Thoughts on Ethics for Data Science
Recently, I am taking a online deep learning course on fast.ai. The lesson 3 of the course is focusing on data ethics. The lecturer, Rachel Thomas, touches a few points that I echo back. Around 1:52:50, there is a short discussion
Q: Maybe the best way to incentivize ethical behavior it to tie financial or reputational risk to good behavior. In some ways, similar to how companies are now investing in cybersecurity because they don’t want to be the next Equifax. Can grassroots compaigns help in better ethical behaviors with regards to the use of AI? Rachel Thomas: …I think it’s hard for people to make the case to their boses of why they should be investing in cybersecurity. Particularly because cybersecurity is something that when it’s working well, you don’t notice it. …
Lots of things like cybersecurity that people are lacking of incentives/motivation to make an investment before something really bad happens to themselves. My personal experience is when designing a product (or running a service), many companies are eager to launch their product/service as early as possible with little test, and they call it “test it in production; move fast; quicker iteration beats fine-tuning”. In some cases, it will only lead to acceptable level of bad user experience while in others it could be devastating and turns out completely shutting down the business. Is there a good strategy to invest early before everything is to late? As mentioned above, it’s really hard to make the case unless it’s tied to financial/reputational risk, which is more close to a postmortem analysis after something bad happens. It’s easier to start this effort if the leadership team pocesses such mindset of prioritizing quality, privacy, security traits of their product/service, and building a culture around them.
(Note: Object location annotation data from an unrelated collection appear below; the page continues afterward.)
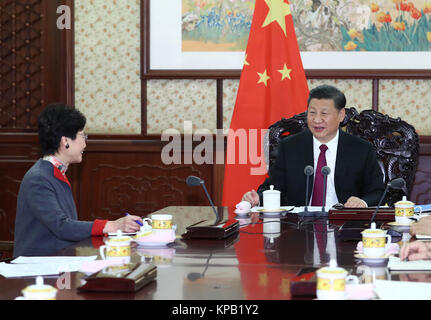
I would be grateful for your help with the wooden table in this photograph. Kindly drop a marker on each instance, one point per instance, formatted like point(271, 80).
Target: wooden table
point(260, 262)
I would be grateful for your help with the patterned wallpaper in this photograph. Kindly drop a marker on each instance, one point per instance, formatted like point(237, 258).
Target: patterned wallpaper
point(107, 65)
point(171, 102)
point(408, 99)
point(107, 82)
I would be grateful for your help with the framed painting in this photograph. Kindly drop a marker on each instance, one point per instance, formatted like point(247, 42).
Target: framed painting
point(344, 39)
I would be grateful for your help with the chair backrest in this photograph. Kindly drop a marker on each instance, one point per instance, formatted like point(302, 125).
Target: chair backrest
point(396, 143)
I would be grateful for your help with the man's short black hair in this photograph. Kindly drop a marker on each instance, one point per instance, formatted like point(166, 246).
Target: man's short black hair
point(328, 92)
point(55, 121)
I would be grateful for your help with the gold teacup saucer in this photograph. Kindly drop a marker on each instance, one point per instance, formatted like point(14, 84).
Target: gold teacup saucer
point(383, 260)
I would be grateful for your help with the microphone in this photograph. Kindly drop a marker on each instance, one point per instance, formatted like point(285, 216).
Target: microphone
point(308, 171)
point(398, 183)
point(325, 172)
point(193, 181)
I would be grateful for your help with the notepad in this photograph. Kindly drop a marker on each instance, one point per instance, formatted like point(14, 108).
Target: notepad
point(42, 266)
point(53, 259)
point(419, 265)
point(402, 290)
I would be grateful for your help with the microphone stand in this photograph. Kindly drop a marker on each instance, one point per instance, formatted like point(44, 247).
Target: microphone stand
point(324, 212)
point(325, 172)
point(380, 202)
point(308, 171)
point(209, 198)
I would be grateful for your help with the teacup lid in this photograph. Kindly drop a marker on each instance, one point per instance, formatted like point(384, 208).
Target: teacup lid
point(373, 229)
point(332, 268)
point(271, 190)
point(404, 202)
point(119, 237)
point(145, 230)
point(39, 287)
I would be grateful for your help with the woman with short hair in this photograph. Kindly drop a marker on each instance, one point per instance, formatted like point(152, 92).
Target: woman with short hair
point(46, 216)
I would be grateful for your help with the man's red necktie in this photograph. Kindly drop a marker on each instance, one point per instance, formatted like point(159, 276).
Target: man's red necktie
point(318, 178)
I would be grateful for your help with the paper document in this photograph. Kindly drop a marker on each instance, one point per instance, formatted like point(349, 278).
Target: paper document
point(419, 265)
point(42, 266)
point(311, 209)
point(402, 290)
point(56, 259)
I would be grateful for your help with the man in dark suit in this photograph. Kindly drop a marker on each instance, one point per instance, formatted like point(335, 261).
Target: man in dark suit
point(355, 179)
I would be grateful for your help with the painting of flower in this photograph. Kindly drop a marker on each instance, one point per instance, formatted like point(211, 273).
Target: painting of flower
point(216, 25)
point(320, 25)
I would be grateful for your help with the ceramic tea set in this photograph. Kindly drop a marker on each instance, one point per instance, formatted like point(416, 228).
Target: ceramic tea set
point(38, 291)
point(271, 204)
point(160, 233)
point(376, 246)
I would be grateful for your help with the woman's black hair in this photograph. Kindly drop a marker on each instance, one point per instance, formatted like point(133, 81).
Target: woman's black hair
point(56, 121)
point(328, 92)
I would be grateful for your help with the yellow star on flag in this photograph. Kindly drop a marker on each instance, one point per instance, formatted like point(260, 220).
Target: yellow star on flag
point(263, 279)
point(285, 286)
point(263, 78)
point(245, 61)
point(285, 73)
point(278, 10)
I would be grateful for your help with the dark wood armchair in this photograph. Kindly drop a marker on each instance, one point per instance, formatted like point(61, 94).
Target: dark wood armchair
point(396, 143)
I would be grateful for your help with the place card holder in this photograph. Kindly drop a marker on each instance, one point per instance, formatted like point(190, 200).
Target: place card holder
point(137, 278)
point(210, 230)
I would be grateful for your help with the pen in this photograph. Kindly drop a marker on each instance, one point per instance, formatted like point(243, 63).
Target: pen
point(137, 221)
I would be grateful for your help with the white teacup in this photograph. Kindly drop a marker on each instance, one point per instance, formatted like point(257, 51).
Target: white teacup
point(404, 210)
point(38, 291)
point(374, 241)
point(331, 282)
point(370, 274)
point(161, 221)
point(271, 199)
point(117, 248)
point(271, 228)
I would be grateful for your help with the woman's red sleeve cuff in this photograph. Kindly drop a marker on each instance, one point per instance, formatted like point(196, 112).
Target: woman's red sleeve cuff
point(98, 227)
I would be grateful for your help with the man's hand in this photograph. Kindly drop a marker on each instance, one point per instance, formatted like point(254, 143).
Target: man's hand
point(252, 197)
point(125, 224)
point(416, 250)
point(355, 202)
point(423, 226)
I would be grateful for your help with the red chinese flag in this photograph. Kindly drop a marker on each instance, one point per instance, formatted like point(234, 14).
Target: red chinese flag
point(272, 86)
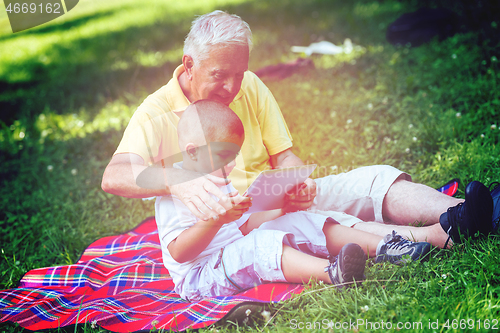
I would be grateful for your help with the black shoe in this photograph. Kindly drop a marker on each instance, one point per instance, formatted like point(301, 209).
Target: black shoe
point(398, 250)
point(495, 195)
point(347, 266)
point(471, 216)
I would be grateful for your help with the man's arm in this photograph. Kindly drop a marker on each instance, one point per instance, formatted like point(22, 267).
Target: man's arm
point(257, 219)
point(121, 174)
point(302, 196)
point(192, 241)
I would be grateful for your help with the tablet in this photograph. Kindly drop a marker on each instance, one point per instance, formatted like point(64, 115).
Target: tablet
point(269, 189)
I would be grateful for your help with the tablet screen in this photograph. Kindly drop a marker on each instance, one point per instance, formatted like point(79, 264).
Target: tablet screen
point(269, 189)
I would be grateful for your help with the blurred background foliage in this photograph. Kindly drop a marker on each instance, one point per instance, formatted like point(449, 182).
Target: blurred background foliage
point(69, 87)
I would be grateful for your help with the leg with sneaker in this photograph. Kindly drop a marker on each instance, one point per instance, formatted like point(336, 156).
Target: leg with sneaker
point(342, 269)
point(495, 195)
point(392, 247)
point(446, 218)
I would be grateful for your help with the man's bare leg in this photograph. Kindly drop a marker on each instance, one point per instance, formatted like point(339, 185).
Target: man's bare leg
point(433, 234)
point(407, 202)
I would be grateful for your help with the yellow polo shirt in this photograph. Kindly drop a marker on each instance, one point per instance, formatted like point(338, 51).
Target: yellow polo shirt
point(152, 130)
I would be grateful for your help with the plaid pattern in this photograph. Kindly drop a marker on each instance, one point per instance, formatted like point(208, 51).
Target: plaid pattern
point(120, 284)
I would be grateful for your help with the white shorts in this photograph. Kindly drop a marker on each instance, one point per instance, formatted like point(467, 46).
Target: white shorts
point(357, 195)
point(255, 258)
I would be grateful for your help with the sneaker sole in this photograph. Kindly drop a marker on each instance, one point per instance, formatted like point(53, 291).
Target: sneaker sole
point(352, 260)
point(483, 211)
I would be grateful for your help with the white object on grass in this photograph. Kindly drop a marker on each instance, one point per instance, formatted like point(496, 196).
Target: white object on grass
point(325, 47)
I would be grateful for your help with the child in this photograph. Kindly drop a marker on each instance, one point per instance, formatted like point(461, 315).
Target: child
point(237, 251)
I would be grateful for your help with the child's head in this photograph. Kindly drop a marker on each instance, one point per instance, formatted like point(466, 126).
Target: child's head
point(210, 136)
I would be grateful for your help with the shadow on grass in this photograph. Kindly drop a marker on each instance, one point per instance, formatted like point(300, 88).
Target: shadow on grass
point(87, 71)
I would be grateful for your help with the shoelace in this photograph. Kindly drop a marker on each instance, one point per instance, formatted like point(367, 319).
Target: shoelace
point(397, 241)
point(453, 217)
point(330, 267)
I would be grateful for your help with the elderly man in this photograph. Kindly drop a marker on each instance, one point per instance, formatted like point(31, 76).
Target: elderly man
point(215, 66)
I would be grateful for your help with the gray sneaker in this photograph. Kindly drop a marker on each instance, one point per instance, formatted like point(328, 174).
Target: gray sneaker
point(347, 266)
point(396, 249)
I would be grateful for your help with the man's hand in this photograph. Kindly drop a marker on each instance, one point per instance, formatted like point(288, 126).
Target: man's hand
point(300, 197)
point(195, 195)
point(241, 206)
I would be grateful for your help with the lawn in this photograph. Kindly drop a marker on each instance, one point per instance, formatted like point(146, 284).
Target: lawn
point(69, 87)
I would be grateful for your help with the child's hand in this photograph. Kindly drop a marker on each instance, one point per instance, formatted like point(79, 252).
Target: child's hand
point(241, 206)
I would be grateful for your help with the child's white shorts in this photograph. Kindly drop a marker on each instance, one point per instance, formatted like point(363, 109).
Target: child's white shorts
point(255, 258)
point(357, 195)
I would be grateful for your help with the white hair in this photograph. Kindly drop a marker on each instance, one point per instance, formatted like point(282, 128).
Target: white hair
point(214, 28)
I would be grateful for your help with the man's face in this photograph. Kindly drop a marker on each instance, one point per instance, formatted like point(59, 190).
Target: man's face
point(219, 76)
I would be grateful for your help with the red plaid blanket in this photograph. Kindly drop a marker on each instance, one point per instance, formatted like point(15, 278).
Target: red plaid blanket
point(120, 284)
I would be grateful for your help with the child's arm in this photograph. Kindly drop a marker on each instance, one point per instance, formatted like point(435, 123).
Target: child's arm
point(257, 219)
point(192, 241)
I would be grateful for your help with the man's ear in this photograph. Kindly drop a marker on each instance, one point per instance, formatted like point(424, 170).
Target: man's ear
point(192, 151)
point(188, 63)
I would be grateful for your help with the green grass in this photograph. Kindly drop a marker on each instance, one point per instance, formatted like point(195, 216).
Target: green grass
point(68, 88)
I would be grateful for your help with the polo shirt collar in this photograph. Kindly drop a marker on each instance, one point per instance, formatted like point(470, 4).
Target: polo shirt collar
point(177, 97)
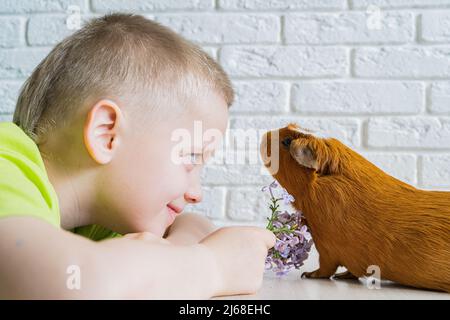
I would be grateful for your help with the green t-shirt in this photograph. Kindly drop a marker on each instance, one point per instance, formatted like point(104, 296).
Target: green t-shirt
point(25, 189)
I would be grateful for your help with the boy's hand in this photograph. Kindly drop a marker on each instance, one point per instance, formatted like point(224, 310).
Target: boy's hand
point(240, 254)
point(147, 236)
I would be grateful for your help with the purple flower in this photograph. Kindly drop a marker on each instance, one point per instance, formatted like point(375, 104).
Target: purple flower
point(287, 198)
point(293, 238)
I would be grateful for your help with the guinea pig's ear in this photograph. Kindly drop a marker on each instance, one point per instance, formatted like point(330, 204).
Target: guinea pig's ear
point(303, 154)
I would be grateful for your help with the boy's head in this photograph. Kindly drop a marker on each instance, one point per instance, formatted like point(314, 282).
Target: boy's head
point(105, 105)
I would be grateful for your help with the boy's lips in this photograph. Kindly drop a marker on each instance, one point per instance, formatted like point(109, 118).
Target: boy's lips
point(175, 209)
point(172, 214)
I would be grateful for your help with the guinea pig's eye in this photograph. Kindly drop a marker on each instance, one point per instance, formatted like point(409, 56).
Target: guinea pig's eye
point(287, 142)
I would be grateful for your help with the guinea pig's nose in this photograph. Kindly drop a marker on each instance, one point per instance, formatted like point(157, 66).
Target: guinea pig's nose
point(287, 142)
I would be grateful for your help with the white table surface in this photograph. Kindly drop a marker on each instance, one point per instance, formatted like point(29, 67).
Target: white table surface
point(292, 286)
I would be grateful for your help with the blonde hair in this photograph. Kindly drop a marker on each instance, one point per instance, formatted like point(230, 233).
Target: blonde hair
point(123, 55)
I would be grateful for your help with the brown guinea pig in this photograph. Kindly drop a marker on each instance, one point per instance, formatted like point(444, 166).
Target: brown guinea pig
point(358, 215)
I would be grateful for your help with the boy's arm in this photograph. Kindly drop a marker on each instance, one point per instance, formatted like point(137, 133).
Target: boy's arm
point(188, 229)
point(39, 261)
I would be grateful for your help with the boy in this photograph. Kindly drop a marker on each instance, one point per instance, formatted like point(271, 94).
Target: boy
point(90, 153)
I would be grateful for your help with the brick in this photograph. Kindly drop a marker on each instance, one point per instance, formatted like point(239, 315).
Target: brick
point(400, 166)
point(248, 204)
point(260, 97)
point(409, 132)
point(150, 5)
point(281, 4)
point(435, 26)
point(47, 30)
point(371, 97)
point(346, 130)
point(361, 4)
point(224, 28)
point(440, 98)
point(348, 27)
point(11, 34)
point(19, 63)
point(212, 204)
point(27, 6)
point(412, 62)
point(436, 171)
point(287, 61)
point(9, 91)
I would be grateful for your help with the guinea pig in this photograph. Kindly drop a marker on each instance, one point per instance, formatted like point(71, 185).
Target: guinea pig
point(358, 215)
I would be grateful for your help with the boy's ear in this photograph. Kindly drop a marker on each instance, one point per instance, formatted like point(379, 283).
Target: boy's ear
point(101, 130)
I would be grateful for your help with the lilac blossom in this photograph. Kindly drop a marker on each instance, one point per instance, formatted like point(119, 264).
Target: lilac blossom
point(293, 238)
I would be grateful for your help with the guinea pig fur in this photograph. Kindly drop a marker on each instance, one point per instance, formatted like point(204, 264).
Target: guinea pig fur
point(360, 216)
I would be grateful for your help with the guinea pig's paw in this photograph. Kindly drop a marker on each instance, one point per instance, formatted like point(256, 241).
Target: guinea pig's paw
point(317, 274)
point(304, 156)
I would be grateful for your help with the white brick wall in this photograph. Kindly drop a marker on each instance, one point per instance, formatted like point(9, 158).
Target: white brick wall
point(373, 73)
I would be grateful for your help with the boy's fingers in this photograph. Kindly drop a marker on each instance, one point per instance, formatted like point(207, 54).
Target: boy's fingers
point(147, 236)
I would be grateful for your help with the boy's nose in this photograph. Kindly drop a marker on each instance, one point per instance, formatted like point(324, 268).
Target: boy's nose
point(193, 196)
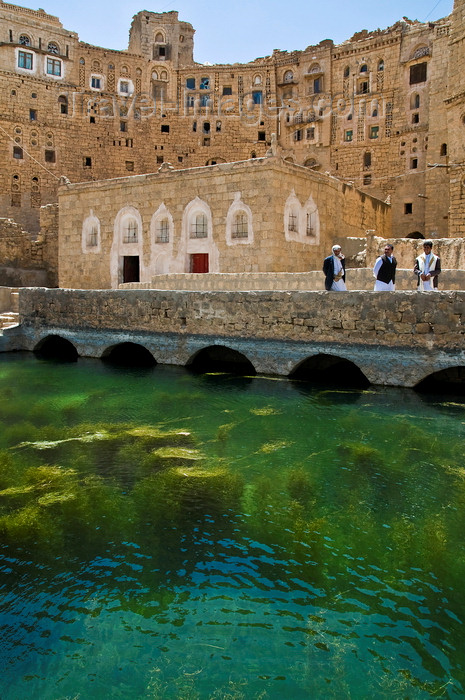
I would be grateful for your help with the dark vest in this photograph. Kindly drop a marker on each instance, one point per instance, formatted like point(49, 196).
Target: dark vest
point(387, 271)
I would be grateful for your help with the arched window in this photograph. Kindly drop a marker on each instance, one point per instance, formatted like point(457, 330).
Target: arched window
point(130, 231)
point(199, 226)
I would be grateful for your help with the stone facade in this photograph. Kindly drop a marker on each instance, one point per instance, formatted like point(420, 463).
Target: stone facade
point(383, 110)
point(261, 215)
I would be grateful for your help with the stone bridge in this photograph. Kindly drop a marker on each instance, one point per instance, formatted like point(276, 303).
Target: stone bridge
point(395, 339)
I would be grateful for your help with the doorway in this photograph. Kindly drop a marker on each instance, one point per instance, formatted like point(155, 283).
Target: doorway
point(199, 262)
point(131, 268)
Another point that hits me is around 2:05:52. I found the full version of interview and will quote here.
WHAT’S WRONG WITH AI Julia Angwn: I strongly believe that in order to solve a problem, you have to diagnose it, and that we’re still in the diagnosis phase of this. If you think about the turn of the century and industrialization, we had, I don’t know, 30 years of child labor, unlimited work hours, terrible working conditions, and it took a lot of journalist muckraking and advocacy to diagnose the problem and have some understanding of what it was, and then the activism to get laws changed. I feel like we’re in a second industrialization of data information. I think some call it the second machine age. We’re in the phase of just waking up from the heady excitement and euphoria of having access to technology at our fingertips at all times. That’s really been our last 20 years, that euphoria, and now we’re like, “Whoa, looks like there’re some downsides.” I see my role as trying to make as clear as possible what the downsides are, and diagnosing them really accurately so that they can be solvable. That’s hard work, and lots more people need to be doing it. It’s increasingly becoming a field, but I don’t think we’re all the way there.
Dianosing and understanding the full picture of the problem is not an easy problem. It takes non-trivial time to identify the exact problem and serves as the starting point of crafting potential solution. On the one hand, if we don’t fully understand the problem, it may cost way more time and resource to pivot. On the other hand, we can’t spend endless time on diagnosing a problem, it’s not pratical in reality and we never make any progress to exercise some potential solutions to test our understanding. It’s always a evolving and dynamic process that we put enough time ahead to understand the problem, then design solution and test it, measure the results to create a feedback loop to adjust the initial understanding and design a better solution.